# Stopped process of Brownian motion

I am baffled about the following problem:

Let $(B_t)$ be a standard Brownian motion. Let $$\tau:= \inf\{ t \geq 0 :B_t = x \} \wedge \inf\{ t \geq 0 :B_t = -y \}$$ be a stopping time, where $x,y >0$. I am eager to know why the stopped process $(B_{t \wedge \tau})_{t \geq 0}$ is U.I..

Moreover, we know that $(\tilde{B}_t := B^2_t -t)_{t \geq 0}$ is a martingale. But the book also claims that $(\tilde{B}_{t \wedge \tau \wedge n})_{t \geq 0}$ is U.I., for any $n \in \mathbb{N}$. Why is that?

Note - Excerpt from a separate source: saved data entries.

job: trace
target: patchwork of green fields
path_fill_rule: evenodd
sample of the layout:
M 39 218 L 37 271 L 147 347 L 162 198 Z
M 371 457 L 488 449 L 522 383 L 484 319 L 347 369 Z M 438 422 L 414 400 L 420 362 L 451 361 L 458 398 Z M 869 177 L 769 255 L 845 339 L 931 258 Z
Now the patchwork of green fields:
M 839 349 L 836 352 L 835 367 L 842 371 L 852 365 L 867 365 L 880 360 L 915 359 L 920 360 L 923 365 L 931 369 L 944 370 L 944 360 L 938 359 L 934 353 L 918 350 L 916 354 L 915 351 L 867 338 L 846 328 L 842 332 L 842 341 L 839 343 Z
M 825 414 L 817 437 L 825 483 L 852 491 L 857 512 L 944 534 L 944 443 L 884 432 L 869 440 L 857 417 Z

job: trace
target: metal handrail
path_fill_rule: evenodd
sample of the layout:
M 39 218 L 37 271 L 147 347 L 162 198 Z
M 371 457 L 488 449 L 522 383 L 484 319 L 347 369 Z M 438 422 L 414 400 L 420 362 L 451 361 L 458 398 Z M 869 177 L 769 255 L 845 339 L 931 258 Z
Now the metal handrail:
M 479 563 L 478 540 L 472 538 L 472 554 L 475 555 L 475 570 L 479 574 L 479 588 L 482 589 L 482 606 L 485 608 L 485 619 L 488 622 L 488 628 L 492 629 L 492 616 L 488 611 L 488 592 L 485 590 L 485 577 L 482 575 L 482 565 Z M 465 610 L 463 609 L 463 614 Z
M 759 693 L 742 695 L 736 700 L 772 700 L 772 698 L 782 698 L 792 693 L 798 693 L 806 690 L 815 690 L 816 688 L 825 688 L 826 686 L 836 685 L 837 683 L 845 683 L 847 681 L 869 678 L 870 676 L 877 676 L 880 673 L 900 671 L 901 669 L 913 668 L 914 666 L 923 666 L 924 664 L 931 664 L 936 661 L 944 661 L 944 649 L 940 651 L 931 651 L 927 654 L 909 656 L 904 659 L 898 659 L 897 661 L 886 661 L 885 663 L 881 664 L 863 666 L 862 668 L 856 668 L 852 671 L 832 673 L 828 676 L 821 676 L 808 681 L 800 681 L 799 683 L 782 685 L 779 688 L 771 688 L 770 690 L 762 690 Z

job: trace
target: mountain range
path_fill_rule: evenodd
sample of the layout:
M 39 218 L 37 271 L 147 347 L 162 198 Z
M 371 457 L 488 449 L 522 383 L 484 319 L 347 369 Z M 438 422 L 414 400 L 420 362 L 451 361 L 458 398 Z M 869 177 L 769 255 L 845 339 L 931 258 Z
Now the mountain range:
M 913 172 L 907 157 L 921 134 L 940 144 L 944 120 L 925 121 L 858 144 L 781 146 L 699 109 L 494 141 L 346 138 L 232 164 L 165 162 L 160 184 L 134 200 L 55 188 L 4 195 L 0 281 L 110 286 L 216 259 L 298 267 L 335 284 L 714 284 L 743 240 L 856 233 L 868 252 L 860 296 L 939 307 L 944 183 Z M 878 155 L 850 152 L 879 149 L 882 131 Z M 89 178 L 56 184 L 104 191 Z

• What does U.I. mean? Uniformly integrable? Commented Dec 22, 2014 at 2:04
• That is what I think, Math1000. Commented Dec 22, 2014 at 2:22
• Richard: 1. Which parts of the answer were escaping you when you asked this question? 2. Since the answer does not solve the part about $\tilde B$, I guess that you managed to solve it yourself. Is that correct?
– Did
Commented Dec 22, 2014 at 6:10
• yeah, I was just thinking about proving uniform integrability by some other methods. I overlooked the possibility of proving boundedness. Commented Dec 23, 2014 at 0:04

We know that $\mathbb{E}[\tau] < \infty$ and $B_{t \wedge \tau}$ is a martingale. It is also easy to see that $-y \leq B_{t \wedge \tau} \leq x$. Any bounded martingale is uniform integrable. Hence, $B_{t \wedge \tau}$ is UI martingale.